After running your tap for a few minutes, clean water from the water main will replace the discolored water. If the discoloration bothers you, however, flush the tap until the water becomes clear and save the water for iron-loving plants. Why is my water constantly brown or yellow? Light yellow to dark brown water is typically caused by a disturbance of pipeline sediments in the water main.
If the water’s speed becomes great enough, iron and manganese sediment lying on the bottom of the mains may get stirred up, resulting in discolored water. Any of the following circumstances may have created flow reversals or increased speeds in the water mains causing sediment to be disturbed:
The discolored water may be due to planned cleaning of the water main to remove pipeline sediments in your area.
A nearby water hydrant may have been knocked over due to a vehicle collision or maybe in use.
There may be some pipeline repair work (or construction activity) in the area and some valves may have been closed for this work.
Valve turning, routine maintenance, or main breaks.
Extremely high system demands or the start-up or shutdown of water treatment facilities.
Despite its appearance, this does not indicate that the water is unsafe or that the integrity of the water main has been compromised. A disinfectant residual is maintained at all times to ensure that the water is safe for household use, including cooking and drinking.
In most cases, the water will clear on its own within 2 hours or less. If your water is discolored:
Water use should be avoided if there are particles or sediment in the water. It may not be harmful but sediments can clog aerators and home filters. It is fine to use this water to flush toilets.
If possible, do not run the washing machine or dishwasher until the water has cleared.
Wait an hour for the system to settle, and then run water at one tap for up to five minutes to see if it clears. If it does not clear, wait another hour and try again. When the water runs clear, run water throughout the house to flush any sediment that may have been drawn into your pipes.
If discolored water has been drawn into the hot water system, the hot water can continue to be used until the discoloration dissipates and is no longer an aesthetic issue.
Customers may choose to drink bottled water while they wait for the discoloration to clear.
Having blue water is rare. The blue disinfectant you use in your toilet can cause discoloration of your tap water.
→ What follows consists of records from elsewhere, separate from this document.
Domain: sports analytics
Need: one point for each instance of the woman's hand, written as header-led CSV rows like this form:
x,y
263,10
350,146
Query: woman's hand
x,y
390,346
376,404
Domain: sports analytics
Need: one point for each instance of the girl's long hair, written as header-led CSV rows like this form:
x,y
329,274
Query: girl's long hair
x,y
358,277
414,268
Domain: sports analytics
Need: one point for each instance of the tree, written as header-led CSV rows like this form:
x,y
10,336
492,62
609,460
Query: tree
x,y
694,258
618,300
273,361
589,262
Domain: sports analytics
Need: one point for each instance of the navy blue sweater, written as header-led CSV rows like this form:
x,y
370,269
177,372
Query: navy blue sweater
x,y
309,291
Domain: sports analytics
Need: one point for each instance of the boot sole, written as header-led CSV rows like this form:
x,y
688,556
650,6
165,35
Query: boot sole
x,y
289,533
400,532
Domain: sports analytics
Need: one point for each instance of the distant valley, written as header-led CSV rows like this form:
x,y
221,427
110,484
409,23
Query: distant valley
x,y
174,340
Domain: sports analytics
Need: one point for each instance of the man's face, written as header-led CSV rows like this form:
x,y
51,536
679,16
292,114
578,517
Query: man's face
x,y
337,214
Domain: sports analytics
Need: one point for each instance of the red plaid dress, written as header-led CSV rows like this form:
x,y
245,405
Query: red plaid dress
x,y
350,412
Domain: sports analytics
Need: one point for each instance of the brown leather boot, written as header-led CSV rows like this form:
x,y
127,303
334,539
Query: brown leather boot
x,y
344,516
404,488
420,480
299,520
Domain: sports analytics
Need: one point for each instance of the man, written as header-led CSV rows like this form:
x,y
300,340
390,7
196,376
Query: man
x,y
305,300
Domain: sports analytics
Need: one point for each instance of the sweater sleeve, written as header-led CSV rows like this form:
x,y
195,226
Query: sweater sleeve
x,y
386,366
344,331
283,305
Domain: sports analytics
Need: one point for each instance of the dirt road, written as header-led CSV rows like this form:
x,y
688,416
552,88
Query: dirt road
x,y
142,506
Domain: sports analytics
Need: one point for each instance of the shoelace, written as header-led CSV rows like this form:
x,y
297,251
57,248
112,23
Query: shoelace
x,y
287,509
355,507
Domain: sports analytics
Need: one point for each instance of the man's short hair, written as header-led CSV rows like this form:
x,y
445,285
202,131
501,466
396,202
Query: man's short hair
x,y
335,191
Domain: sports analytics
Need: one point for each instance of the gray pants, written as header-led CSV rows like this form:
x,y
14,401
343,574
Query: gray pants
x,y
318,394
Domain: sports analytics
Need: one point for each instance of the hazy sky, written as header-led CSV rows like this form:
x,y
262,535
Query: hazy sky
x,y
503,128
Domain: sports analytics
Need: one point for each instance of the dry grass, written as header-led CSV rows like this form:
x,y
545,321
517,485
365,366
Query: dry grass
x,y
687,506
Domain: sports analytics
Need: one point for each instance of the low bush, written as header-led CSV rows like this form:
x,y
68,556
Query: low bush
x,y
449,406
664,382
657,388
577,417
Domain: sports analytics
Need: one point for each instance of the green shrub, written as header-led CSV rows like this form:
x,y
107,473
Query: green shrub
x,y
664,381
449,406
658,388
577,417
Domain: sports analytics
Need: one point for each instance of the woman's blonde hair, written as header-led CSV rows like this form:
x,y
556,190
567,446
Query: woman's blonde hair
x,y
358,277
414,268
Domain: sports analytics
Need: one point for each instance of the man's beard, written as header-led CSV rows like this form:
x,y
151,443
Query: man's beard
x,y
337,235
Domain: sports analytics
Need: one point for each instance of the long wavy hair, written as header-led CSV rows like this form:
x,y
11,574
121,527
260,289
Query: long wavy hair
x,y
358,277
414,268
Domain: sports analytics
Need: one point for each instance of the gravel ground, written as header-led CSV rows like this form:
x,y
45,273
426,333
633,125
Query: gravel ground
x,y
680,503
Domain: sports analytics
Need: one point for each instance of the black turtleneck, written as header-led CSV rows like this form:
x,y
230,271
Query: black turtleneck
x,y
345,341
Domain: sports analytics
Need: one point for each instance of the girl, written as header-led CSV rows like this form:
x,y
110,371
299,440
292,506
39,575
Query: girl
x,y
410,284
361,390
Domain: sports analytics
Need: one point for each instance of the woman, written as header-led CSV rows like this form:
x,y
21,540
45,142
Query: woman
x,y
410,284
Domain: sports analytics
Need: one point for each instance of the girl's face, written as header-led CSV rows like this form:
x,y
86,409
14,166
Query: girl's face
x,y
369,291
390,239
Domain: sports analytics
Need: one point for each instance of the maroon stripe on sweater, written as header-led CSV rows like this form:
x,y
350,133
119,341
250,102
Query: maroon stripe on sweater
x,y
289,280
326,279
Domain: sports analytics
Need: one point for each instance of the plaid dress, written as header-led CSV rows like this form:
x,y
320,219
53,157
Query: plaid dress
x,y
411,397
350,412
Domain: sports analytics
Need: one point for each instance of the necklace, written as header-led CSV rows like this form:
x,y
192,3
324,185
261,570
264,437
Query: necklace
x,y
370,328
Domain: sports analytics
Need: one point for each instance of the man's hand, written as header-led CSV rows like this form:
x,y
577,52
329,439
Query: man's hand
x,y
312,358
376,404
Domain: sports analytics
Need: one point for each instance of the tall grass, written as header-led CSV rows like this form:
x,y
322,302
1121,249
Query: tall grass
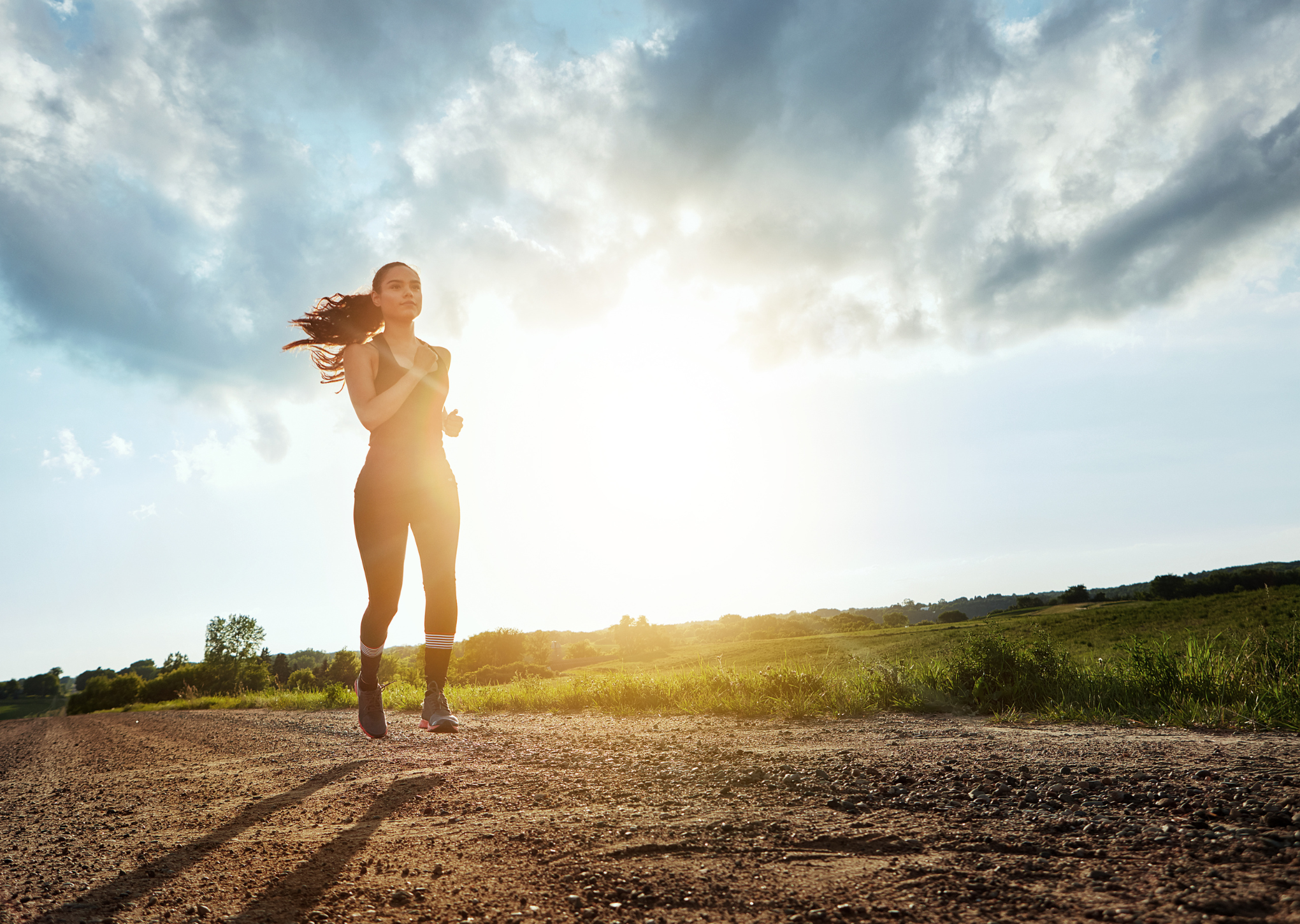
x,y
1204,681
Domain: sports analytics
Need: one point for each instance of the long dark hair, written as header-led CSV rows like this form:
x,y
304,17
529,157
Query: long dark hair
x,y
338,320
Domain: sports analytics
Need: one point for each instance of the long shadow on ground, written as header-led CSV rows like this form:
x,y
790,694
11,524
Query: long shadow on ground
x,y
152,875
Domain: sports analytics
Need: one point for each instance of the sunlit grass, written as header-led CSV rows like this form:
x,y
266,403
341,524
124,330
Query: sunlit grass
x,y
1213,682
1229,662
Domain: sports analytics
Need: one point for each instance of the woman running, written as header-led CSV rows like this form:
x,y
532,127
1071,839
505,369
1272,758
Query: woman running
x,y
398,386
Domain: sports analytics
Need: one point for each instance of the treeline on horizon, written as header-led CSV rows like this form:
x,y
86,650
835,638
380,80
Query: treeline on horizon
x,y
236,659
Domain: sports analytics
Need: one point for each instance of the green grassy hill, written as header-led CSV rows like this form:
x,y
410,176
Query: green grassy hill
x,y
1086,631
26,707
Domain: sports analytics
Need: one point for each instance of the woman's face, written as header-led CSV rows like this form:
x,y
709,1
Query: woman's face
x,y
400,296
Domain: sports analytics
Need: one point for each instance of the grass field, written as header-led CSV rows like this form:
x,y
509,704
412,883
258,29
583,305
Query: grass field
x,y
1224,662
1086,632
30,706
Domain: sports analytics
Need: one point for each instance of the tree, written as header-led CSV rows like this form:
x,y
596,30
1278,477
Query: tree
x,y
1169,586
145,668
175,661
280,668
232,640
500,646
42,684
83,677
1076,595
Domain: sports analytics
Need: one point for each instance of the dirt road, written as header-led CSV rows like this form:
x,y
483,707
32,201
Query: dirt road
x,y
280,816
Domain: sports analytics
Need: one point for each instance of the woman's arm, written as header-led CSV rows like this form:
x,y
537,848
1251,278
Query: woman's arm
x,y
361,365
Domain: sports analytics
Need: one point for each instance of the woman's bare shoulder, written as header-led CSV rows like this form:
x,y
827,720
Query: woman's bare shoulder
x,y
444,354
361,351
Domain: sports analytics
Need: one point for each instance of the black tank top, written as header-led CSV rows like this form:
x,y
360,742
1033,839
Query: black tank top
x,y
414,435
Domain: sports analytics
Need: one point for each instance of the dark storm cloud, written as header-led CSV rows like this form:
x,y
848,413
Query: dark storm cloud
x,y
180,178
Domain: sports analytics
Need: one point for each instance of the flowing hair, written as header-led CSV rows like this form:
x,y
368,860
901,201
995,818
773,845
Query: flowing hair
x,y
338,320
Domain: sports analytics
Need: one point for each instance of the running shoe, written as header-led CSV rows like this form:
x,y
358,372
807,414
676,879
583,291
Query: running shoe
x,y
370,710
436,715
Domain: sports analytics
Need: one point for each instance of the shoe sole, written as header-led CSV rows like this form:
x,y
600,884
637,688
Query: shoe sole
x,y
356,689
440,727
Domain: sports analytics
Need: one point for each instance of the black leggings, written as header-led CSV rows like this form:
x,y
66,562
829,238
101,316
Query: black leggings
x,y
384,509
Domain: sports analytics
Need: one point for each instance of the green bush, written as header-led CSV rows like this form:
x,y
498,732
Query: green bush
x,y
107,693
343,668
254,676
991,671
303,679
125,689
405,670
189,679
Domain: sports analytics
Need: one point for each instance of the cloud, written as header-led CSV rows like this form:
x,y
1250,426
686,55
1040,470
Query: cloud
x,y
122,449
71,456
857,175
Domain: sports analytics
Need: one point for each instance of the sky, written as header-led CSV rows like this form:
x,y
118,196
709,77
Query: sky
x,y
753,306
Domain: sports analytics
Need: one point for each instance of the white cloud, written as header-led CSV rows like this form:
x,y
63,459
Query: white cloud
x,y
122,449
71,456
863,173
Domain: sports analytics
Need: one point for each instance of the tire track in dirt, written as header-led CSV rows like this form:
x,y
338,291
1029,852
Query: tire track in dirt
x,y
276,816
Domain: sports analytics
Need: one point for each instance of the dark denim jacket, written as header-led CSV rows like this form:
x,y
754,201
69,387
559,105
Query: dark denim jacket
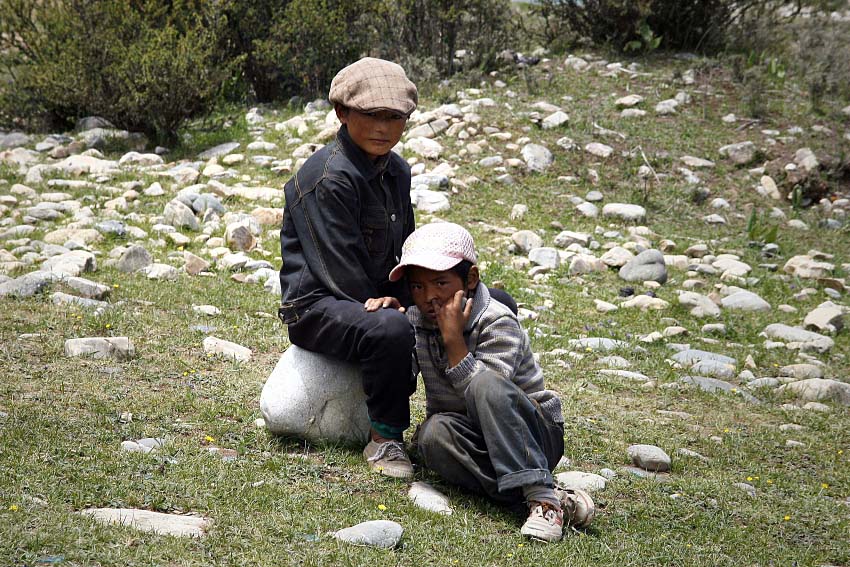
x,y
344,222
If your water supply was recently turned off, a condition may have been created in which water from the toilet tank was siphoned into the plumbing of your house. These disinfectants contain chemicals that may pose health hazards if ingested or touched. Flush your plumbing by opening each tap until the water runs clear. Do not drink this water.
Extreme copper plumbing corrosion, which is a rare circumstance, may create blue (or blue-green) water. If this is happening, the water will usually have a bluish-green tint and/or will leave a bluish-green stain around fixtures and on a white surface if the water drips from a faucet. This copper corrosion can be caused by your electrical system being grounded to your water pipes, especially if you have a mixture of pipe material (i.e., some copper and some galvanized iron).
Standing water, such as in a white bathtub, will sometimes appear to have a greenish cast to it. Fluorescent lights will make your water appear green. To test this, fill a white bucket with water and take it outside. In the sunlight, the water will look clear and no longer appear green.